Là, « sur une attaque de type exfiltration DNS, il est possible de passer d’un taux de détection de 98,2 % à 11,7 %, si bien qu’il devient très facile de générer tout ce que l’on souhaite. Cela fonctionne très bien avec ChatGPT et Gemini. Ce dernier est même extrêmement coopératif. Peu importe ce que vous lui demandez, il va le générer ».

Babel Balsomi révèle qu’au bout de 6 mois d‘interactions avec Claude, le modèle lui a livré son architecture interne, chose que le modèle n’est pas censé faire.

Les solutions pour contrer ces attaques

Pour contrer ce type d’attaque sur le temps long, Babel Balsomi évoque plusieurs solutions : d’une part faire ce que l’on appelle le Canary embeddings, c'est-à-dire injecter des marqueurs de référence dans l’espace d‘embedding du modèle afin de repérer toute dérive qui serait le symptôme d’une altération.

Il convient aussi de mener des audits sur les opérations d’unlearning du modèle pour détecter celles qui ne semblent pas légitimes. Cette approche était déjà évoquée dans un papier de recherche de Lucas Bourtoule de l’université de Toronto en 2019. Un checksum d’intégrité de la mémoire doit aussi permettre de repérer une éventuelle dérive. Enfin, les fournisseurs de modèles doivent disposer de snapshots et de la capacité de faire un rollback vers un état sain en cas de dérive.
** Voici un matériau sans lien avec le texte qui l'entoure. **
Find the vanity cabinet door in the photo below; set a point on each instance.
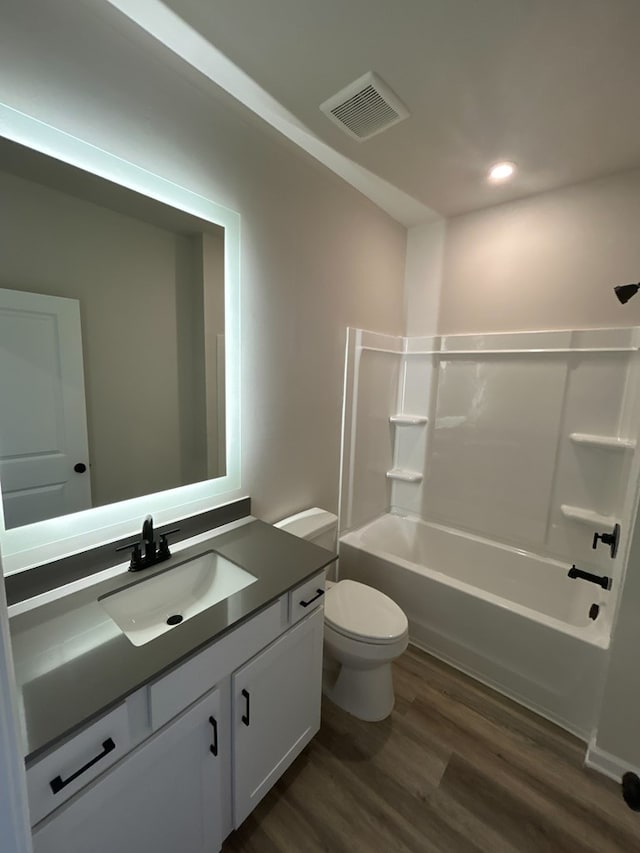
(163, 797)
(276, 710)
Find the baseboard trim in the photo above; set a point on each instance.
(604, 762)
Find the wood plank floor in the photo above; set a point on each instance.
(456, 768)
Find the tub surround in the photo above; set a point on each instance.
(73, 663)
(510, 619)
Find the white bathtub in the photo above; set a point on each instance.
(507, 617)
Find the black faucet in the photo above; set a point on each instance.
(152, 554)
(602, 581)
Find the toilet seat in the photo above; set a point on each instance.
(364, 614)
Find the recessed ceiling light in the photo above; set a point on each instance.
(500, 172)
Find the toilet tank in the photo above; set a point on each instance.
(317, 525)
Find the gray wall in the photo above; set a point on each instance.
(315, 255)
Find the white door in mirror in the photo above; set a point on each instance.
(44, 461)
(148, 609)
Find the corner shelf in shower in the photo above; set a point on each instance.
(587, 516)
(404, 475)
(607, 442)
(408, 420)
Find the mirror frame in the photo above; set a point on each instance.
(33, 544)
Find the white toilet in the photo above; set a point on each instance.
(364, 630)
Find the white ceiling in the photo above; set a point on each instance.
(551, 84)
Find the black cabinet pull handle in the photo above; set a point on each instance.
(318, 594)
(246, 717)
(214, 746)
(59, 783)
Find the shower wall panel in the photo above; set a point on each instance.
(493, 445)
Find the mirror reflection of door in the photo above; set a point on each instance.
(44, 457)
(149, 279)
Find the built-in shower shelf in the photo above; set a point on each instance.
(587, 516)
(409, 420)
(404, 475)
(609, 442)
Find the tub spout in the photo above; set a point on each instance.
(603, 581)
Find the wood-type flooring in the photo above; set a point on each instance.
(457, 768)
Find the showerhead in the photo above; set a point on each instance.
(624, 292)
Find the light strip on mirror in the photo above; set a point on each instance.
(33, 544)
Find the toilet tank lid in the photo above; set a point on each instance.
(309, 523)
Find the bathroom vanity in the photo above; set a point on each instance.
(169, 745)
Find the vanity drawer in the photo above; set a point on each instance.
(174, 692)
(63, 772)
(306, 597)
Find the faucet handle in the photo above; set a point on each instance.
(163, 547)
(136, 555)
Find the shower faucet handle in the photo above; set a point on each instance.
(610, 539)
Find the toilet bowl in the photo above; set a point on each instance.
(364, 631)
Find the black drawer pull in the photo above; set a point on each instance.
(214, 746)
(246, 717)
(318, 594)
(59, 783)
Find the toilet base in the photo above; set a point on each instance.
(365, 693)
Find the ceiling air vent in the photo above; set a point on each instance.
(365, 107)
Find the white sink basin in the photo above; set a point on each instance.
(148, 609)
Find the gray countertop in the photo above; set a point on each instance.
(73, 663)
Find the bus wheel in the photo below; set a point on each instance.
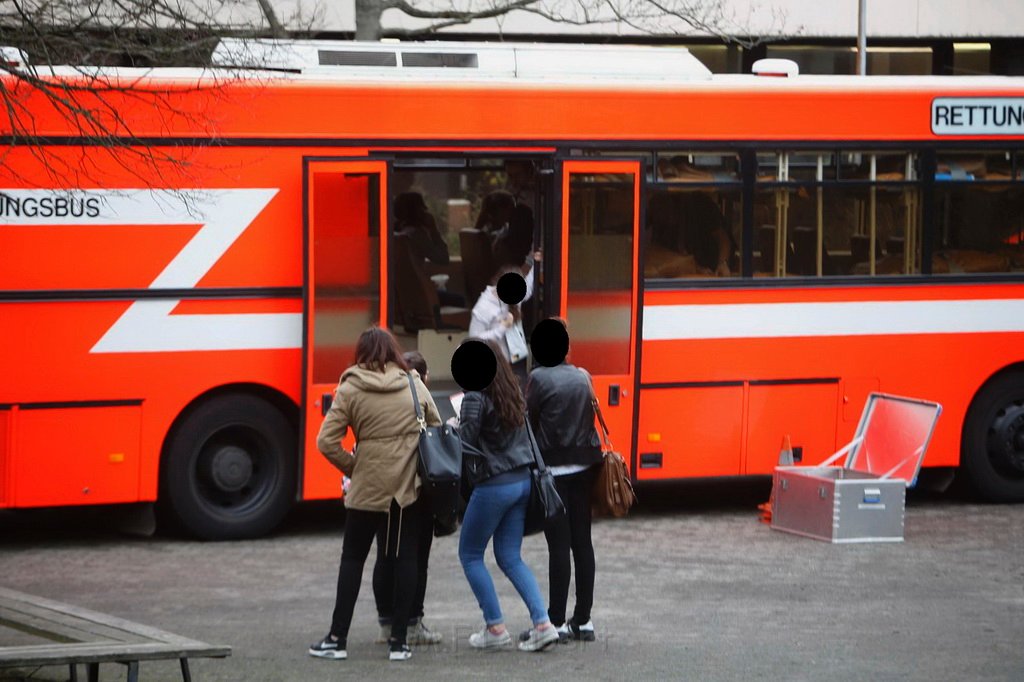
(992, 449)
(229, 469)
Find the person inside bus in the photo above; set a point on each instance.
(413, 219)
(522, 182)
(384, 568)
(493, 427)
(375, 399)
(559, 401)
(494, 320)
(513, 245)
(687, 226)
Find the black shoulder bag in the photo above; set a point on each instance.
(439, 465)
(545, 502)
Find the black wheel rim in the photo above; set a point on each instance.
(235, 471)
(1005, 439)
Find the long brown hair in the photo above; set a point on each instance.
(505, 393)
(376, 348)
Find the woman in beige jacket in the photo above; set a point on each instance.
(374, 399)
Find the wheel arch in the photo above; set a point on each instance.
(994, 470)
(280, 400)
(273, 402)
(980, 390)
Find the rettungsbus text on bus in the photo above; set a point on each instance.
(738, 258)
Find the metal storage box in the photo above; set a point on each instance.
(862, 501)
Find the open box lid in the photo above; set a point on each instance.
(892, 436)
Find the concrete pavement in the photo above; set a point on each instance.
(690, 587)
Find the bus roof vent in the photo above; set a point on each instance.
(778, 68)
(522, 60)
(13, 57)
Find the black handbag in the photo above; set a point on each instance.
(439, 465)
(545, 503)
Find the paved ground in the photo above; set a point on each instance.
(691, 587)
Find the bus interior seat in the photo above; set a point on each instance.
(805, 245)
(416, 295)
(766, 245)
(477, 262)
(860, 245)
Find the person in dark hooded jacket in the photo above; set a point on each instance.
(493, 427)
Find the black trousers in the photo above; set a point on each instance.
(384, 568)
(570, 534)
(401, 530)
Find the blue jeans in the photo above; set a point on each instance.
(499, 512)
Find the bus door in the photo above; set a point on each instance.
(598, 282)
(344, 255)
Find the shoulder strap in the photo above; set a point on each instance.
(597, 410)
(534, 446)
(416, 402)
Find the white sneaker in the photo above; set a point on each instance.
(329, 648)
(582, 633)
(538, 640)
(420, 634)
(487, 640)
(398, 651)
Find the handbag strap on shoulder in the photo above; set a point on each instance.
(416, 403)
(538, 460)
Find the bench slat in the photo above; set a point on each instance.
(83, 653)
(95, 637)
(80, 615)
(49, 625)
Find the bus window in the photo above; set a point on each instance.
(979, 213)
(600, 270)
(697, 167)
(444, 250)
(825, 213)
(692, 232)
(693, 223)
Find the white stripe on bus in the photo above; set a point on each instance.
(745, 321)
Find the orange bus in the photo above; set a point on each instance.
(739, 258)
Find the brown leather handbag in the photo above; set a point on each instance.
(612, 494)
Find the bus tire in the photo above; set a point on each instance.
(228, 470)
(992, 443)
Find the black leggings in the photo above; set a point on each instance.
(401, 533)
(384, 567)
(570, 531)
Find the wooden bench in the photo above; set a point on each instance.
(80, 636)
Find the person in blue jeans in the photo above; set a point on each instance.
(498, 454)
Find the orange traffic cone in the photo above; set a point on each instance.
(784, 460)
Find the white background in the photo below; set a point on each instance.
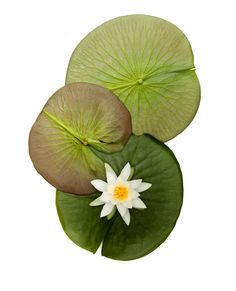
(36, 41)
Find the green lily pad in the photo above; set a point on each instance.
(154, 163)
(76, 119)
(148, 63)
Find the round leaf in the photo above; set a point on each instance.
(153, 162)
(76, 119)
(148, 63)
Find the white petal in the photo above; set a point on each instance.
(144, 186)
(126, 217)
(111, 175)
(106, 197)
(128, 204)
(135, 184)
(107, 209)
(121, 208)
(125, 173)
(96, 202)
(138, 203)
(99, 185)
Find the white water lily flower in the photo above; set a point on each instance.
(119, 193)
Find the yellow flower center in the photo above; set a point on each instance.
(121, 193)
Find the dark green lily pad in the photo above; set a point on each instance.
(154, 163)
(148, 63)
(76, 119)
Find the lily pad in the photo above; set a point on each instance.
(153, 162)
(148, 63)
(76, 119)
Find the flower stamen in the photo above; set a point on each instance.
(121, 193)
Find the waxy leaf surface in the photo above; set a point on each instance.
(76, 119)
(148, 63)
(154, 163)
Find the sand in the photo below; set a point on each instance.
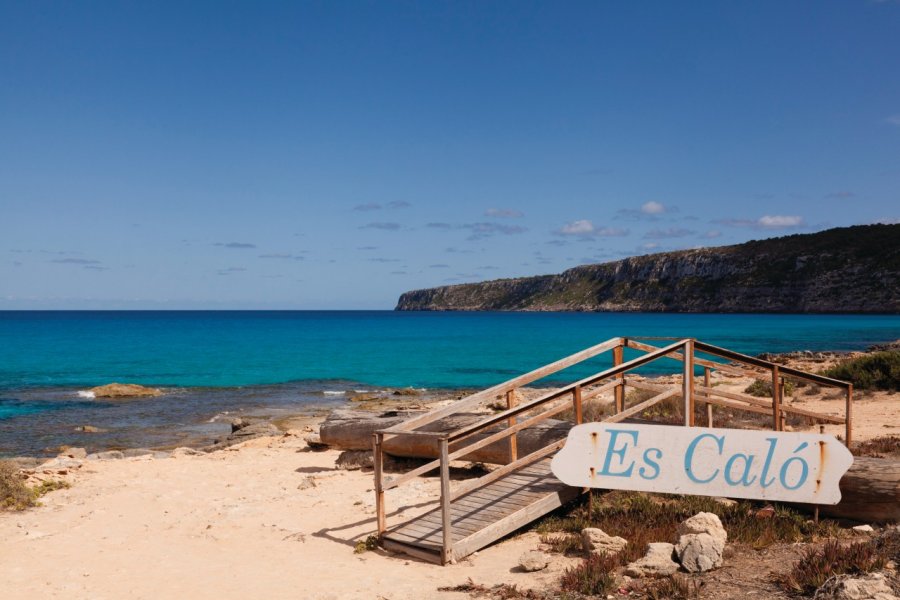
(230, 524)
(265, 519)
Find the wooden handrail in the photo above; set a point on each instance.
(504, 387)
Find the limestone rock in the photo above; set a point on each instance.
(89, 429)
(657, 562)
(108, 455)
(700, 552)
(597, 541)
(533, 561)
(315, 442)
(124, 390)
(703, 523)
(873, 586)
(66, 451)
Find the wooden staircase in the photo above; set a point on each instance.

Pour enrayer l’érosion d’un modèle, Babel Balsomi évoque la possibilité de mettre en œuvre plusieurs modèles et s’appuyer sur un consensus multimodèles sur chaque décision critique. Il faut donc mettre en œuvre au moins 3 modèles. Elle souligne la possibilité de mettre en place un système de détection des divergences, isoler les pipelines pour empêcher une propagation intermodèles ou encore assurer un monitoring continu des métriques de performance par catégorie de menace. Enfin, une rotation des modèles exposés doit permettre de limiter l’accumulation des mutations dans le temps.